2016-06-23 14:59:00

Balcani: l'economia sociale in risposta alla crisi economica


L’economia sociale come risposta sostenibile ai gravi squilibri creati dalla crisi economica in sette paesi della regione del Sud Est Europa. E’ alla base del progetto “E.L.Ba. – Emergenza Lavoro nei Balcani”, avviato lo scorso anno da Serbia, Bosnia Erzegovina, Kosovo, Macedonia, Montenegro, Albania e Grecia, finanziato da Caritas italiana, dalla Conferenza episcopale italiana, e di cui si è discusso in questi giorni a Pristina, in Kosovo. Sono 21 le imprese sociali supportate in tutto il sudest Europa, in grado di favorire l’occupazione, la crescita inclusiva, il rispetto dell’ambiente e una più equa distribuzione della ricchezza. Francesca Sabatinelli ha intervistato Laura Stopponi responsabile Ufficio Europa di Caritas italiana, presente a Pristina:

R. – Il punto cruciale è l’assenza di lavoro, con percentuali di disoccupazione che in Bosnia, ad esempio, vanno dal 36 al 50% e con picchi ancora più alti per i giovani. Questo è il dramma di questi Paesi ed è il tema che ci ha portato a cercare di portare avanti un progetto di sviluppo dell’economia sociale, come il progetto "E.L.Ba.",  proprio per creare lavoro, in modo particolare per le fasce più vulnerabili. La gente va via, emigra, con punte molto elevate, perché soprattutto i giovani non trovano lavoro.

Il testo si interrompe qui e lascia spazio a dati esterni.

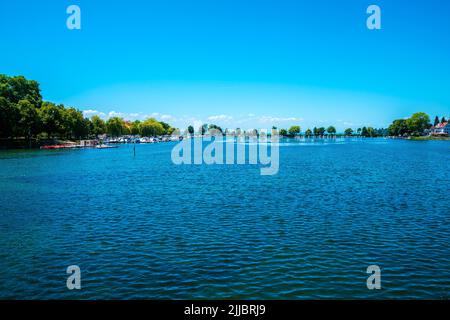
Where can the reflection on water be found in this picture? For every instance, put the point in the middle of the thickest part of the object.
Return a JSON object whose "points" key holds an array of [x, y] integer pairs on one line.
{"points": [[142, 227]]}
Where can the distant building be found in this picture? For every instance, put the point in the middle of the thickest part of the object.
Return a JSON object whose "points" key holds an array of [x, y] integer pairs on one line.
{"points": [[441, 129]]}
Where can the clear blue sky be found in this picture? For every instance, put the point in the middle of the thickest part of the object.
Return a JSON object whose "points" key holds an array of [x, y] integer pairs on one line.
{"points": [[243, 63]]}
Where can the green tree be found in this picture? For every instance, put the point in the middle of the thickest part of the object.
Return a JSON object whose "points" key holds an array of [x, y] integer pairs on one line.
{"points": [[203, 129], [75, 125], [331, 130], [436, 121], [19, 88], [364, 132], [28, 120], [135, 127], [398, 128], [418, 123], [294, 130], [320, 131], [215, 127], [115, 126], [51, 117], [98, 126], [151, 127], [8, 118]]}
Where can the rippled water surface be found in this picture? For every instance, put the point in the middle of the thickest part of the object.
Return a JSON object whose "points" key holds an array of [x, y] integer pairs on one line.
{"points": [[142, 227]]}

D. – L’economia sociale come risposta, ma come si può applicare in questi Paesi? E’ di successo?

R. – Si sta iniziando, si sta iniziando a parlare di economia sociale. Si è cominciato a parlare di cosa vuole essere l’obiettivo dell’economia sociale: anzitutto un modello di sviluppo economico diverso, in cui le persone più deboli, più marginali, più vulnerabili, non sono lasciate fuori perché, appunto, marginali, ma vengono incluse in un concetto di economia diversa. Quindi, l’economia sociale vuole essere un ponte per portare valori diversi, in cui il bene comune sia al centro della nostra attenzione, in cui la coesione sociale e l’inclusione sociale siano alla base del nostro modello economico. Si sta iniziando a parlare anche con esperienze concrete, come l’aver finanziato 21 piccolissime attività economiche il cui l’obiettivo non era il solo profitto, ma l’inclusione sociale, l’inclusione di persone che altrimenti non avrebbero trovato lavoro altrove. Produrre profitto affinché questo profitto possa essere poi riutilizzato per il bene comune, per il bene della comunità, per il bene di queste imprese, è un concetto nuovo sul quale stiamo lavorando, a partire anche dal fatto che molti di questi Paesi stanno riscrivendo la legge del terzo settore, la legge sul tema delle relazioni con il mondo no-profit. E proprio in questi giorni, in Kosovo in modo particolare, si sta scrivendo la prima legge. Quindi, il poter portare anche concetti nuovi all’interno di queste economie è per noi molto, molto, importante e questo proprio per la costruzione del bene comune.

D. – Possiamo entrare proprio nello specifico e spiegare in che modo si è applicato questo nuovo modello economico che non mette da parte gli esclusi, ma li include come risorse del territorio?

R. – Anzitutto, non dobbiamo dimenticare che comunque alla base di tutto ci devono essere delle realtà che producono dei beni e che producono anche un profitto. Quindi, non soltanto mettere insieme persone che sono in difficoltà per produrre dei beni che rimangono poi all’interno di queste piccole associazioni e cooperative, ma avere una attenzione a quello che può significare produrre un bene e quindi la sostenibilità di una impresa che nasce affinché rimanga e diventi un agente di sviluppo sul territorio. Questo però a delle condizioni: l’utilizzazione degli utili, affinché questa piccola impresa possa migliorare e quindi accrescere la propria capacità produttiva, avendo allo stesso tempo attenzione a includere all’interno di queste realtà persone che abbiano delle difficoltà. Queste 21 imprese producono servizi, dalla lavanderia alla tipografia, alla serra, in cui si dà un servizio, quindi si lavano i panni, si stampano dei documenti, ma all’interno di queste attività ci sono delle persone in difficoltà e parte degli utili vengono poi dati alle realtà che le assistono.